The Government's cash scheme to light up some Central Business District and Marina Centre buildings has had few takers, even as the authorities scrapped a parallel scheme that may have been more popular.
There have been only three approved applicants for the cash grant since it was introduced in 2006 by the Urban Redevelopment Authority to encourage building owners in the Marina Bay area to light up their properties' fronts to make Singapore's skyline more attractive.
Of the three, only one - Maybank Tower - received money.

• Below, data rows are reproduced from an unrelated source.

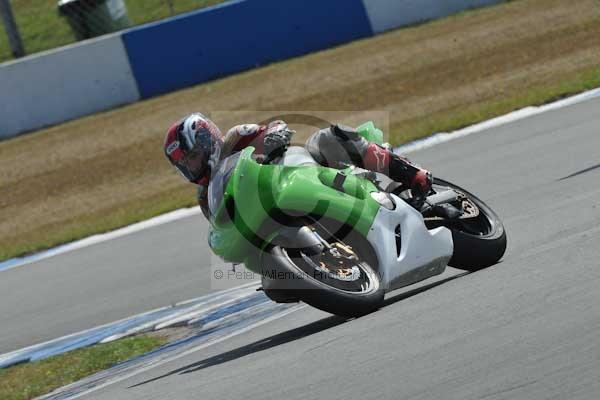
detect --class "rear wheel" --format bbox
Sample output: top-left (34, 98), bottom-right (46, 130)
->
top-left (263, 228), bottom-right (385, 317)
top-left (426, 178), bottom-right (506, 271)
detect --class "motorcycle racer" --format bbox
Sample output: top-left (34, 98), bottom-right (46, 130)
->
top-left (164, 113), bottom-right (432, 216)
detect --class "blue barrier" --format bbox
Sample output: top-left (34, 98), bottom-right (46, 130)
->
top-left (122, 0), bottom-right (373, 98)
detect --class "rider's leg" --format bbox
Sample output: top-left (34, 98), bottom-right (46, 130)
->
top-left (306, 125), bottom-right (432, 198)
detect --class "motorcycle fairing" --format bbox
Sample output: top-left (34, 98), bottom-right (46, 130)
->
top-left (367, 195), bottom-right (454, 291)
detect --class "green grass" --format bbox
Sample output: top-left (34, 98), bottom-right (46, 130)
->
top-left (0, 0), bottom-right (224, 62)
top-left (0, 335), bottom-right (166, 400)
top-left (390, 66), bottom-right (600, 144)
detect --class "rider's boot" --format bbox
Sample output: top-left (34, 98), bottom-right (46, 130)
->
top-left (364, 143), bottom-right (433, 209)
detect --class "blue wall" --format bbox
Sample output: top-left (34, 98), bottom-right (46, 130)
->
top-left (123, 0), bottom-right (373, 98)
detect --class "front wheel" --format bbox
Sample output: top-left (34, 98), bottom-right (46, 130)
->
top-left (263, 231), bottom-right (385, 317)
top-left (426, 178), bottom-right (506, 271)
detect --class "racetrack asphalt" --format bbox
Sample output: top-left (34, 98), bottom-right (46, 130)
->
top-left (0, 99), bottom-right (600, 400)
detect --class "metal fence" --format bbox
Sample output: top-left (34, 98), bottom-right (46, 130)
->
top-left (0, 0), bottom-right (225, 62)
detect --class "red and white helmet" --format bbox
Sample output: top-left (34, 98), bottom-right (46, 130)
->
top-left (164, 113), bottom-right (223, 185)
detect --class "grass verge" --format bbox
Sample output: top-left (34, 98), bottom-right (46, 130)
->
top-left (0, 335), bottom-right (166, 400)
top-left (0, 0), bottom-right (224, 62)
top-left (0, 0), bottom-right (600, 259)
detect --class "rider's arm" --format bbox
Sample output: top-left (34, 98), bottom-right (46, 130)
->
top-left (223, 121), bottom-right (288, 155)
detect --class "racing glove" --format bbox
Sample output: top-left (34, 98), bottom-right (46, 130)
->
top-left (264, 128), bottom-right (294, 161)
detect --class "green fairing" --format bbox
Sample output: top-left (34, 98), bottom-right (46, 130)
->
top-left (209, 147), bottom-right (379, 272)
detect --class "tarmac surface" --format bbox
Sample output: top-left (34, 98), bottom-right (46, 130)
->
top-left (0, 99), bottom-right (600, 400)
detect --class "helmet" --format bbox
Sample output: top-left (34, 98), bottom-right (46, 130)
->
top-left (164, 113), bottom-right (223, 185)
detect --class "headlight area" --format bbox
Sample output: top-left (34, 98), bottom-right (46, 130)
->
top-left (371, 192), bottom-right (396, 210)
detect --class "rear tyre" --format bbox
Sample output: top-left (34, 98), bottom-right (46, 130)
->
top-left (434, 178), bottom-right (507, 271)
top-left (263, 233), bottom-right (385, 317)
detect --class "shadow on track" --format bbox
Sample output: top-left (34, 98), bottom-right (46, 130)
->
top-left (128, 272), bottom-right (469, 389)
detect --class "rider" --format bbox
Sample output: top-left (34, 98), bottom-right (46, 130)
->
top-left (164, 113), bottom-right (432, 216)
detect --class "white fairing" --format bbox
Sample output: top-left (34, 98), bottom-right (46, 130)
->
top-left (367, 195), bottom-right (454, 291)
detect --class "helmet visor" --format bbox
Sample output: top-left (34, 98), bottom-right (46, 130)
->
top-left (175, 146), bottom-right (208, 182)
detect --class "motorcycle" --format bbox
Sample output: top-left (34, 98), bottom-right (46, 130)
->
top-left (209, 123), bottom-right (506, 317)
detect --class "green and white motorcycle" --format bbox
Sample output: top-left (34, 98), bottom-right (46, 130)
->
top-left (209, 123), bottom-right (506, 317)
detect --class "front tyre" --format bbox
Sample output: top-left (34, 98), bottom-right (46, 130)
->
top-left (428, 178), bottom-right (506, 271)
top-left (263, 239), bottom-right (385, 317)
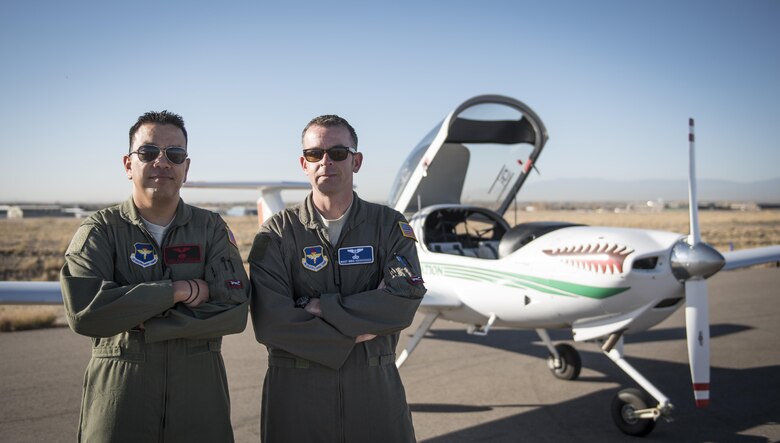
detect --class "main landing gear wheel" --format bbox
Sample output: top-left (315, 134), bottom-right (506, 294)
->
top-left (612, 388), bottom-right (655, 437)
top-left (547, 343), bottom-right (582, 380)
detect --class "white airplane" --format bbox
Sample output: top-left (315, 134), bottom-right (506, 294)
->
top-left (389, 95), bottom-right (780, 436)
top-left (0, 95), bottom-right (780, 435)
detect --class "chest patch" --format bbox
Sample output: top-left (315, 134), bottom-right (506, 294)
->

It got the maximum, one-time $500,000 allowance out of this $10 million fund.
A report in Chinese daily Lianhe Zaobao yesterday said the URA declined to reveal the other two applicants, but said they had decided to rethink their lighting plans.
In May, the URA sent out a circular to inform architects, lighting designers and building owners and developers that the cash grant scheme had been extended to 2015.
It noted that "although a large number of developments within the CBD are already lit, there are still a few existing buildings fronting Marina Bay that are poorly lit and could benefit from some additional night lighting".
URA declined to name those buildings, but Zaobao said they are likely to be older buildings that have not undergone redevelopment since the grant was introduced.
While URA has extended the cash grant scheme, it has scrapped another grant scheme that gave developers and building owners more gross floor area (GFA) in exchange for providing night lighting.
It said it got feedback that this scheme had led to the over-lighting of some buildings in the CBD. It had approved 12 applications under this scheme.
The Singapore Institute of Architects' president Theodore Chan supports the idea of lighting up the area, but said the cash grant may not be enough to persuade people. "Lighting projects are quite costly and can come up to $1 million, $2 million or more. I suspect half a million is insufficient."
He added that more people would have applied for the GFA scheme since additional space could lead to more and recurring rental profits.
The cash grant is available only for existing buildings that either front Marina Bay or form part of the city skyline as seen from the bay. A building located away from the waterfront may be considered if it has significant parts that can be seen from Marina Bay.
The night lighting must be a permanent installation used to light up the exterior of the building to highlight the design of the development, in particular, the crown, facades, main architectural features, sky gardens and public spaces at the first storey.
Building owners who receive the money must also turn on their lighting during national events and festivals, according to the URA's requirements.